C300fans - Tuesday, November 15, 2011 - link
1x i7 3960x or 2x Interlagos 6272? It is up to you. Money cow.tech6 - Tuesday, November 15, 2011 - link
We have a bunch of 6100 in our data center and the performance has been disappointing. They do no better in single thread performance than old 73xx series Xeons. While this is OK for non-interactive stuff, it really isn't good enough for much else. These results just seem to confirm that the Bulldozer series of processors is over-hyped and that AMD is in danger of becoming irrelevant in the server, mobile and desktop market.mino - Wednesday, November 16, 2011 - link
Actually, for interactive stuff (read VDI/Citrix/containers) core counts rule the roost.duploxxx - Thursday, November 17, 2011 - link
this is exactly what should be fixed now with the turbo when set correct, btw the 73xx series were not that bad on single thread performance, it was wide scale virtualization and IO throughput which was awefull one these systems.alpha754293 - Tuesday, November 15, 2011 - link
"Let us first discuss the virtualization scene, the most important market." Yea, I don't know about that.Considering that they've already shipped like some half-a-million cores to the leading supercomputers of the world; where some of them are doing major processor upgrades with this new release; I wouldn't necessarily say that it's the most IMPORTANT market. Important, yes. But MOST important...I dunno.
Looking forward to more HPC benchmark results.
Also, you might have to play with thread schedule/process affinity (masks) to make it work right.
See the Techreport article.
JohanAnandtech - Thursday, November 17, 2011 - link
Are you talking about the Euler3D benchmark?And yes, by any metric (revenue, servers sold) the virtualization market is the most important one for servers. Depending on the report 60 to 80% of the servers are bought to be virtualized.
alpha754293 - Tuesday, November 15, 2011 - link
Folks: chip-multithreading (CMT) is nothing new.I would explain it this way: it is the physical, hardware manifestation of simultaneous multi-threading (SMT). Intel's HTT is SMT.
IBM's POWER (since I think as early as POWER4), Sun/Oracle/UltraDense's Niagara (UltraSPARC T-series), maybe even some of the older Crays were all CMT. (Don't quote me on the Crays though. MIPS died before CMT came out. API WOULD have had it probably IF there had been an EV8).
But the way I see it - remember what a CPU IS: it's a glorified calculator. Nothing else/more.
So, if it can't calculate, then it doesn't really do much good. (And I've yet to see an entirely integer-only program).
Doing integer math is fairly easy and straightforward. Doing floating-point math is a LOT harder. If you check the power consumption while solving a linear algebra equation using Gauss elimination (parallelized or using multiple instances of the solver); I can guarantee you that you will consume more power than if you were trying to run VMs.
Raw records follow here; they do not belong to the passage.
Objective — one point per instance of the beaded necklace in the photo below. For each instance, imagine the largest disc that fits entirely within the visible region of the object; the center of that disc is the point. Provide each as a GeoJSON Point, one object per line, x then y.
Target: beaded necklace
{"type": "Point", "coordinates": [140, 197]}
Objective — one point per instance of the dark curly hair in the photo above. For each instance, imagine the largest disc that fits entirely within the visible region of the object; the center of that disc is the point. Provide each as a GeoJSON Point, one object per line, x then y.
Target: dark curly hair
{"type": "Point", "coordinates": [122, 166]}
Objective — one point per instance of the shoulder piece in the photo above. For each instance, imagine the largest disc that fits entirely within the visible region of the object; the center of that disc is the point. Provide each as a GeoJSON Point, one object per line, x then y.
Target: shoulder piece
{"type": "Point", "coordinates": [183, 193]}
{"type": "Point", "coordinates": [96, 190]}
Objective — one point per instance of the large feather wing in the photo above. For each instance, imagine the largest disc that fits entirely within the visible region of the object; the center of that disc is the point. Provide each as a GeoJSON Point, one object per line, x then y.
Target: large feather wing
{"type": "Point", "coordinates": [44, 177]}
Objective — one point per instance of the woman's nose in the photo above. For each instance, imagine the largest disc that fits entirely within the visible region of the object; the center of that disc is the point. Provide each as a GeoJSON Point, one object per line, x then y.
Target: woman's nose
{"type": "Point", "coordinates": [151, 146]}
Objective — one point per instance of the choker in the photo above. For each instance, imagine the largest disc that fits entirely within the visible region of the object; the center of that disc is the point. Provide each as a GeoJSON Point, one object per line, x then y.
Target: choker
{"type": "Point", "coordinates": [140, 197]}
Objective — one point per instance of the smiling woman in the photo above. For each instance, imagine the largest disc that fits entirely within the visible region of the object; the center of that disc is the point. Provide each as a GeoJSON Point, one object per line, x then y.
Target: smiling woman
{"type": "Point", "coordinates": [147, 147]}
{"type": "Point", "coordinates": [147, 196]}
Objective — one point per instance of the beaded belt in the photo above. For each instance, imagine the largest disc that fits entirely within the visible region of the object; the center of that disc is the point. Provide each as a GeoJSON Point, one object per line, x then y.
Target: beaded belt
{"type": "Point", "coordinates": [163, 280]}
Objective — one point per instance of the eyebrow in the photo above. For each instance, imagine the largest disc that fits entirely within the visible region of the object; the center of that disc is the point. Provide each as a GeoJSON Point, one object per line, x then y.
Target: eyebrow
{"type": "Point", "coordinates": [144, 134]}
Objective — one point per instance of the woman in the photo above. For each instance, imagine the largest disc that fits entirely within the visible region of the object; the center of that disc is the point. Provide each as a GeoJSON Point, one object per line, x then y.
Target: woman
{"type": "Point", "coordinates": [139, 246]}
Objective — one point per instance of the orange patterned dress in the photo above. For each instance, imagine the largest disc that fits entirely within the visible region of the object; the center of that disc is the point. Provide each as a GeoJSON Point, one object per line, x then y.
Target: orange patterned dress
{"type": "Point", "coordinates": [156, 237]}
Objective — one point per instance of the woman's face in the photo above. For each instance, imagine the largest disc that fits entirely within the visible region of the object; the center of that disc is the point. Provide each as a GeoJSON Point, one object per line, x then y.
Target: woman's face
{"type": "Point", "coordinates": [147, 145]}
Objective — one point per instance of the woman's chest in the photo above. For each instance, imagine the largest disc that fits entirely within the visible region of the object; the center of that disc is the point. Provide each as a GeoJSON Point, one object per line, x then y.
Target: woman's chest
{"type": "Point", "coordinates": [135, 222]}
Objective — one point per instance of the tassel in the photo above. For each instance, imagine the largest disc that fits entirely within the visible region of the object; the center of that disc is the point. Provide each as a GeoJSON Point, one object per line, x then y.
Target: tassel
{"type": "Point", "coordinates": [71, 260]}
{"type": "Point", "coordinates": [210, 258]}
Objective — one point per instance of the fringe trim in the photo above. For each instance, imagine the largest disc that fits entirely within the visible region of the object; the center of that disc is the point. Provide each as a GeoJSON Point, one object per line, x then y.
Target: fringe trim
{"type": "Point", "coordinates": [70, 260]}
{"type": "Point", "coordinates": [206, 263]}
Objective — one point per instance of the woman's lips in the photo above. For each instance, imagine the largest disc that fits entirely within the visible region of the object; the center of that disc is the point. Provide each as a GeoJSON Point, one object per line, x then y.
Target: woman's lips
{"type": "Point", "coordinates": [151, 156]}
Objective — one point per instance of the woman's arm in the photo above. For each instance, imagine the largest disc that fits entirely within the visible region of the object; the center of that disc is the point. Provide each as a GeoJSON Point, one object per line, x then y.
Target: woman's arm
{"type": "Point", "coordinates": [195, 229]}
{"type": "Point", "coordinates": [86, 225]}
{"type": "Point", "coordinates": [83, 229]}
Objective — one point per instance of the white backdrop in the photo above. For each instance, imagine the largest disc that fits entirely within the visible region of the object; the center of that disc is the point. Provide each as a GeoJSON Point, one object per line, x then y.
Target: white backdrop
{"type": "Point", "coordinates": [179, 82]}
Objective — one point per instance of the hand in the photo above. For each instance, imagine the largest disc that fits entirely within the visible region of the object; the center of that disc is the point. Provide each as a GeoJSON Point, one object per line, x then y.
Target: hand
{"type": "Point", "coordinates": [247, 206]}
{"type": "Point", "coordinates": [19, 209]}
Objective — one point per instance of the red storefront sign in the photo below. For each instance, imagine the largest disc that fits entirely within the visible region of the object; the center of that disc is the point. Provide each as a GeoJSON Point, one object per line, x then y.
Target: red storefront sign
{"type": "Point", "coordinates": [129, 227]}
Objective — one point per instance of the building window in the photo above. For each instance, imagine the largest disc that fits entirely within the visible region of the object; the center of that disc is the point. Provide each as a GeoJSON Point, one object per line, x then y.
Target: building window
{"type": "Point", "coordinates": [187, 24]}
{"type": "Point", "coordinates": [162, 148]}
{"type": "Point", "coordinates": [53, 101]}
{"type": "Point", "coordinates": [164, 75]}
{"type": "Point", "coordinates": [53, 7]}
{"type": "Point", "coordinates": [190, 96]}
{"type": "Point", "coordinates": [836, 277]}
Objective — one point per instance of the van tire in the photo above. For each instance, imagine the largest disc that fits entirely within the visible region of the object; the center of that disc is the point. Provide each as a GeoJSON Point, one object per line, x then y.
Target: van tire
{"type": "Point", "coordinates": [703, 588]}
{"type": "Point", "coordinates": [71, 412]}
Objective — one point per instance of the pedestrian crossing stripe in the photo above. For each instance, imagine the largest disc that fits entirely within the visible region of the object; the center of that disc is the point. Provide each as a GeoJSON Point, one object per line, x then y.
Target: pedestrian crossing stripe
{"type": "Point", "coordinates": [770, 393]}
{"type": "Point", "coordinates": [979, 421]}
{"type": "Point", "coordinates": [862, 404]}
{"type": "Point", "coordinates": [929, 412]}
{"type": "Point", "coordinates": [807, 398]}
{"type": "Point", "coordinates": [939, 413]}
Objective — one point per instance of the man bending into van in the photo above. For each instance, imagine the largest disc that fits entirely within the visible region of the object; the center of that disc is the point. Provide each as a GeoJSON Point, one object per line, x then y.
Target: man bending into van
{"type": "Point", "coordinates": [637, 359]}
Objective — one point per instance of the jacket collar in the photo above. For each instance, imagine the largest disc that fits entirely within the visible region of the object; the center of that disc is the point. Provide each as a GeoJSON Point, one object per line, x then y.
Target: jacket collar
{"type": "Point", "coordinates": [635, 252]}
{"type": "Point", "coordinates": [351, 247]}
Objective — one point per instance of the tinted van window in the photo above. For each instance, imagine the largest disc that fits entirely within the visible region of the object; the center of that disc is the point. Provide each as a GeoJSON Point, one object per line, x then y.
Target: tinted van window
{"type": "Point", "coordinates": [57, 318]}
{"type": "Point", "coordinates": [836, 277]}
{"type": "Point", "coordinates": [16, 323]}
So the way I see it, if a CPU is a glorified calculator, then a "core" is where/whatever the FPU is. Everything else is just ancillary and that point.
mino - Wednesday, November 16, 2011 - link
1) Power is NOT CMT, it allways was a VERY(even by RISC standards) wide SMT design.2) Niagara is NOT a CMT. It is interleaved multipthreading with SMT on top.
Bulldozer indeed IS a first of its kind. With all the associated advantages(future scaling) and disadvantages(alfa version).
There is a nice debate somewhere on cpu.arch groups from the original author(think 1990's) of the CMT concept.